Nikolay Paslar

Personal information
- Full name: Nikolay Ivanovich Paslar
- Nationality: Bulgaria
- Born: 12 June 1980 (age 46) Taraclia, Moldavian SSR, Soviet Union
- Height: 1.62 m (5 ft 4 in)
- Weight: 76 kg (168 lb)

Sport
- Style: Freestyle
- Club: Slavia Sofia
- Coach: Ilian Stefanov

Medal record
Men's freestyle wrestling
Representing Bulgaria
World Championships
| Gold medal – first place | 2001 Sofia | 69 kg |
| Bronze medal – third place | 2005 Budapest | 74 kg |
European Championships
| Gold medal – first place | 2005 Varna | 74 kg |
| Bronze medal – third place | 2000 Budapest | 69 kg |
| Bronze medal – third place | 2001 Budapest | 69 kg |
| Bronze medal – third place | 2002 Baku | 69 kg |

= Nikolay Paslar =

Bulgarian freestyle wrestler

Nikolay Ivanovich Paslar (Николай Иванович Паслар; born 12 June 1980 in Taraclia, Moldavian SSR) is an amateur Bulgarian freestyle wrestler, who competed in the men's middleweight category. Considered as one of Bulgaria's top freestyle wrestlers in his decade, Paslar has claimed two career medals (one gold and one bronze) in the 69 and 74-kg division at the World Championships (2001 and 2005), and later represented his nation Bulgaria at the 2004 Summer Olympics. Throughout his sporting career, Paslar trained full time as a member of the wrestling squad for Slavia Sports Club in Sofia under his personal coach Ilian Stefanov.

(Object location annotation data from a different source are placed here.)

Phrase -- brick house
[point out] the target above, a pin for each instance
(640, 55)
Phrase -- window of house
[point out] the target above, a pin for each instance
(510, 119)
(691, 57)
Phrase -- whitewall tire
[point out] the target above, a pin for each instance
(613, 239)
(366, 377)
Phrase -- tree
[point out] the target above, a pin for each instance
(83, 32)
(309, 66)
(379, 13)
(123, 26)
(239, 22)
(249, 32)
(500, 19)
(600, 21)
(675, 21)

As a naturalized member of the Bulgarian squad, Paslar emerged into the international scene at the 2001 World Wrestling Championships in Sofia, where he thrashed Iranian wrestler Amir Tavakkolian for the gold in the 69-kg division. For displaying his early success to the sport, Paslar was highly acclaimed the Best Wrestler of the Year by the Bulgarian Sports Federation and the International Federation of Associated Wrestling (FILA).

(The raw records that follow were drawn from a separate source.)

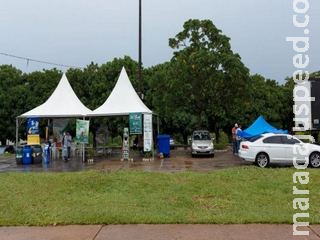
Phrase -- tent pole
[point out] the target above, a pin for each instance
(17, 131)
(158, 128)
(83, 151)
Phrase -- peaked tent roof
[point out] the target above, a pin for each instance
(62, 103)
(122, 100)
(260, 126)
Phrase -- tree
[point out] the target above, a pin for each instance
(204, 81)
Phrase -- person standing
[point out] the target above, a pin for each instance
(69, 139)
(238, 137)
(64, 147)
(234, 139)
(66, 144)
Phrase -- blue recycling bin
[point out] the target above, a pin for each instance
(46, 154)
(27, 155)
(163, 145)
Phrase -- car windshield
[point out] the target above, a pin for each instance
(201, 136)
(255, 138)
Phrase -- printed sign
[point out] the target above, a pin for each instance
(33, 126)
(147, 132)
(33, 139)
(82, 131)
(135, 123)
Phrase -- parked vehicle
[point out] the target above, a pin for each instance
(279, 148)
(202, 143)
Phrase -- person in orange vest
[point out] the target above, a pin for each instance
(234, 139)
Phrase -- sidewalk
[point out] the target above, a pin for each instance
(159, 232)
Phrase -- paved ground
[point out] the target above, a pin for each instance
(159, 232)
(180, 160)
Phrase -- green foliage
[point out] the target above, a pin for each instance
(223, 141)
(201, 86)
(204, 86)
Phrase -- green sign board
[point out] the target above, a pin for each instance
(135, 123)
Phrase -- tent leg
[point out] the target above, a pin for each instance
(17, 132)
(158, 128)
(83, 151)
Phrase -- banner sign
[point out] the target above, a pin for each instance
(59, 126)
(33, 139)
(33, 126)
(135, 123)
(147, 132)
(82, 131)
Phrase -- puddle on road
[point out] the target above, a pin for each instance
(178, 161)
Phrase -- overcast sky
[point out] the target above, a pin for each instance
(76, 32)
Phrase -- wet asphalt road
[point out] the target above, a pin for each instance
(179, 160)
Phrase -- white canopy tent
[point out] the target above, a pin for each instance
(122, 100)
(63, 103)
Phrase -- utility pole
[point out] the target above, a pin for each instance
(140, 58)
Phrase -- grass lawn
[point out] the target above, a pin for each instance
(238, 195)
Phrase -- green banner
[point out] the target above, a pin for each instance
(82, 131)
(135, 123)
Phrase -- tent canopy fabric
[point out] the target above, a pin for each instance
(122, 100)
(62, 103)
(260, 126)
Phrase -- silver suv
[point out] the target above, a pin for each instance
(202, 143)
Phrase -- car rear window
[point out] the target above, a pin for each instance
(255, 138)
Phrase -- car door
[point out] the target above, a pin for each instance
(274, 148)
(289, 144)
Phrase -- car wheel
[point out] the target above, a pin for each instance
(315, 159)
(262, 160)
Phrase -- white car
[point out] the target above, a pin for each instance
(279, 148)
(202, 143)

At the 2004 Summer Olympics in Athens, Paslar qualified for his first Bulgarian team in the men's 74 kg class with an unforeseen result. Unable to fill an available spot from the World Championships, Paslar received a ticket to the Olympics by defeating Georgia's Gela Saghirashvili for a first-place finish at the Olympic Qualification Tournament in Sofia. Paslar could not pull a 3–3 tie to overwhelm Poland's Krystian Brzozowski on his opening match, but eclipsed the neighboring Macedonia's Sihamir Osmanov with a 3–1 victory to close the round-robin. Finishing second in the prelim pool and eleventh overall, Paslar's performance fell short to advance him further into the quarterfinals.

Determined to offer another shot of a medal from a four-year drought, Paslar had picked up a gold in the 74-kg division at the 2005 European Championships in Varna, and a bronze at the World Championships in Budapest, Hungary. He continued to flourish his sporting career at the next World and European Championships, but left them empty-handed before his impending retirement in 2007.

In 2013, Paslar came out of retirement from the sport to compete again for the World Championships in Budapest. Fighting at ten kilograms heavier than his previous sporting years, Paslar qualified for the men's light heavyweight category, but made an unprecedented exit with a 5–0 loss to Georgian wrestler and 2012 Olympian Dato Marsagishvili in his opening match.